I think both sides are right.

* The recruitment and development of Baker is a 100-percent win for Kyle Flood and the coaching staff. You almost can’t ask for more than he’s currently giving, other than to expect him to be a generational talent and he was never quite expected to be that.

* There’s probably a better and more optimal way of maximizing value/minimizing risks with precious limited natural resources at the offensive line than throwing 2+ million at someone over three years and hoping you don’t roll snake-eyes with no guarantees on the box?

Folks, this is the conversation/battle that is taking place at Ohio State, Georgia, Alabama and Oregon as we speak. Everyone is trying to figure out the right answers.

The people who get it right will have a significant competitive edge.

There are coaches who would tell Steve Sarkisian to trust the process that brought them a player like Baker into the fold, while a tough general manager might step in and say that there’s not enough impact for the cost of doing business and the old way of doing things is a non-optimal approach.
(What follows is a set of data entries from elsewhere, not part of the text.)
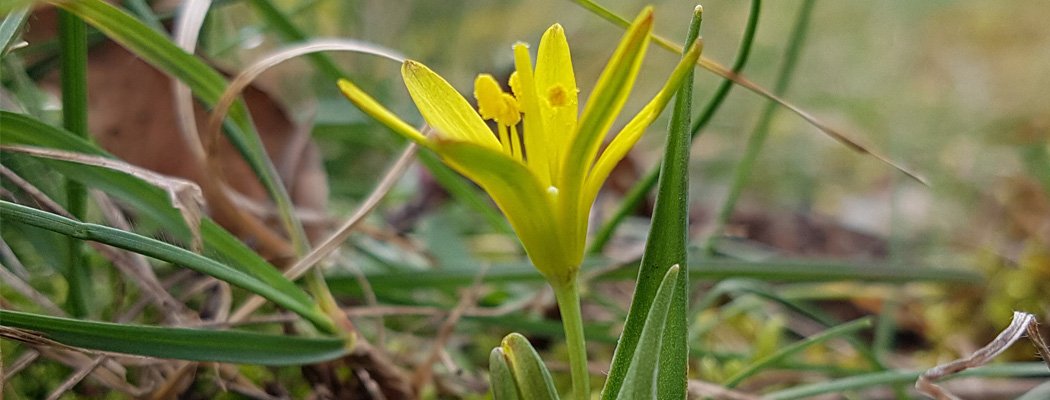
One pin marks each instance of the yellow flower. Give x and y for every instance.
(545, 175)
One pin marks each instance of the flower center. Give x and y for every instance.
(502, 107)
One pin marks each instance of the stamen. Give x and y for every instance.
(516, 143)
(504, 139)
(489, 97)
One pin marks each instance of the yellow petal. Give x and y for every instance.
(534, 135)
(444, 108)
(557, 88)
(372, 107)
(633, 130)
(521, 197)
(487, 91)
(604, 104)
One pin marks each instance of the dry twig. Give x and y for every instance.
(1022, 323)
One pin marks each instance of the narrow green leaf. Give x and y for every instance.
(501, 380)
(9, 26)
(287, 295)
(785, 352)
(642, 379)
(641, 189)
(783, 271)
(757, 139)
(206, 83)
(665, 247)
(237, 346)
(149, 201)
(530, 375)
(72, 58)
(857, 382)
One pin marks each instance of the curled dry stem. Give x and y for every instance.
(1023, 323)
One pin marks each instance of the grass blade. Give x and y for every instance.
(206, 83)
(72, 57)
(847, 328)
(757, 138)
(863, 381)
(287, 295)
(237, 346)
(149, 201)
(9, 27)
(665, 247)
(645, 374)
(641, 189)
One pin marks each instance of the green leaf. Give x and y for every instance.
(665, 247)
(206, 83)
(530, 375)
(9, 27)
(502, 381)
(642, 379)
(783, 353)
(237, 346)
(287, 295)
(149, 201)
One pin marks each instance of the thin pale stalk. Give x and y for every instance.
(72, 39)
(568, 304)
(757, 139)
(641, 190)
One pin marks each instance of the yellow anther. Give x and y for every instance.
(494, 103)
(489, 97)
(558, 97)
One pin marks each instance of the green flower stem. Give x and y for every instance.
(641, 190)
(72, 40)
(568, 302)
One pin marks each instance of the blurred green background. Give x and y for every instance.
(954, 90)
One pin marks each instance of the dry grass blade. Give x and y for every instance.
(185, 195)
(720, 70)
(425, 370)
(1041, 344)
(1022, 323)
(212, 181)
(76, 378)
(187, 30)
(336, 239)
(144, 277)
(834, 133)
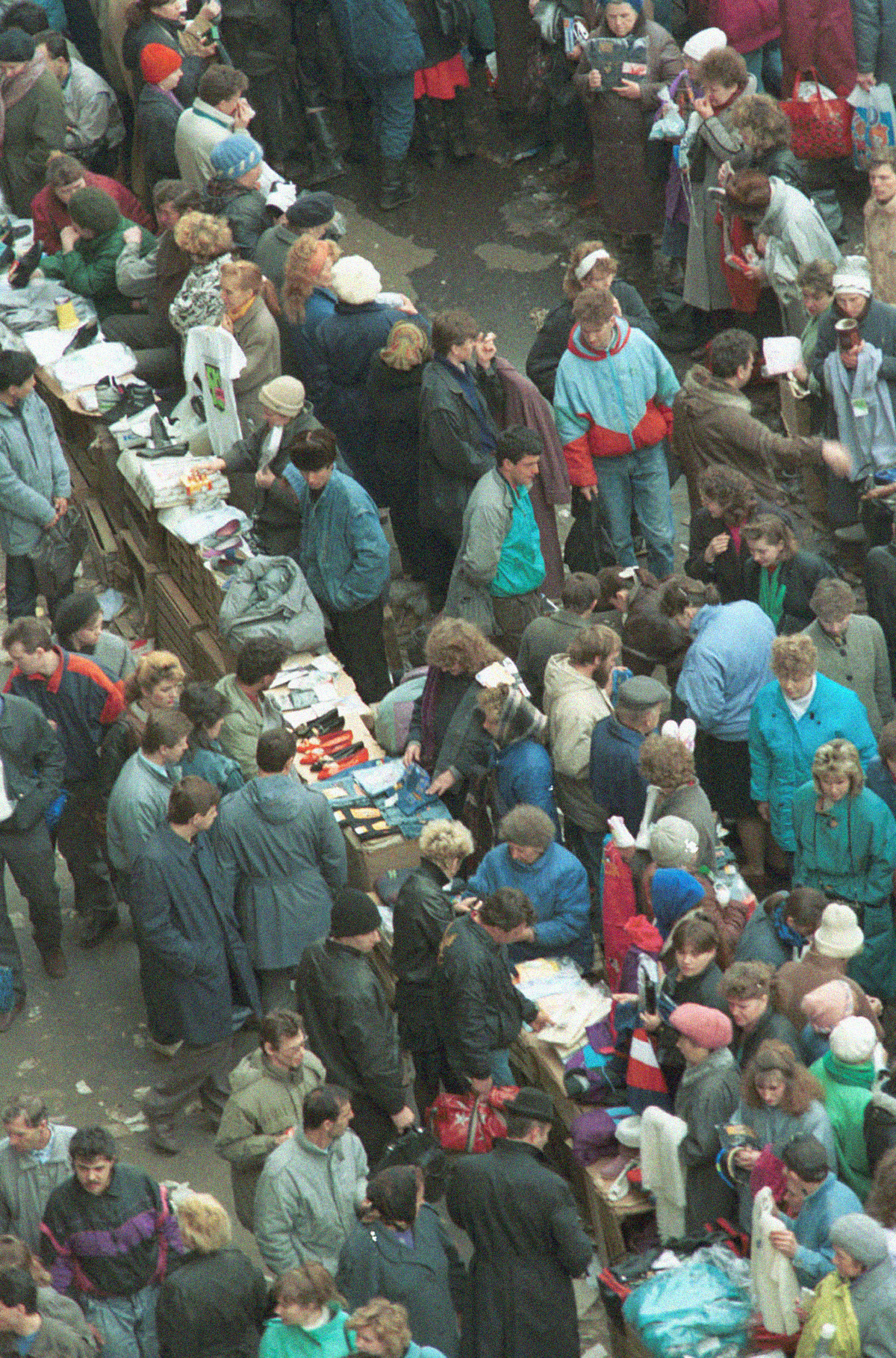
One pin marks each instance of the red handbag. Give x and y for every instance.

Sarkisian has to make the call. His instincts are no to lean into the card-counting ways of the non-conventional. Meanwhile the conventional will say that the Longhorns are on the cusp of possibly a third straight playoff appearance because of conventional methods and the retort from the non-conventional will be that being conventional this off-season might have robbed him of a chance to win a national championship… right now… this year. And maybe even a season ago.

Pick One

So, I’m curious… are you #TeamConventional or #TeamNonConventional?

It’s one of the questions that I think will define the sport moving forward through the rest of the decade.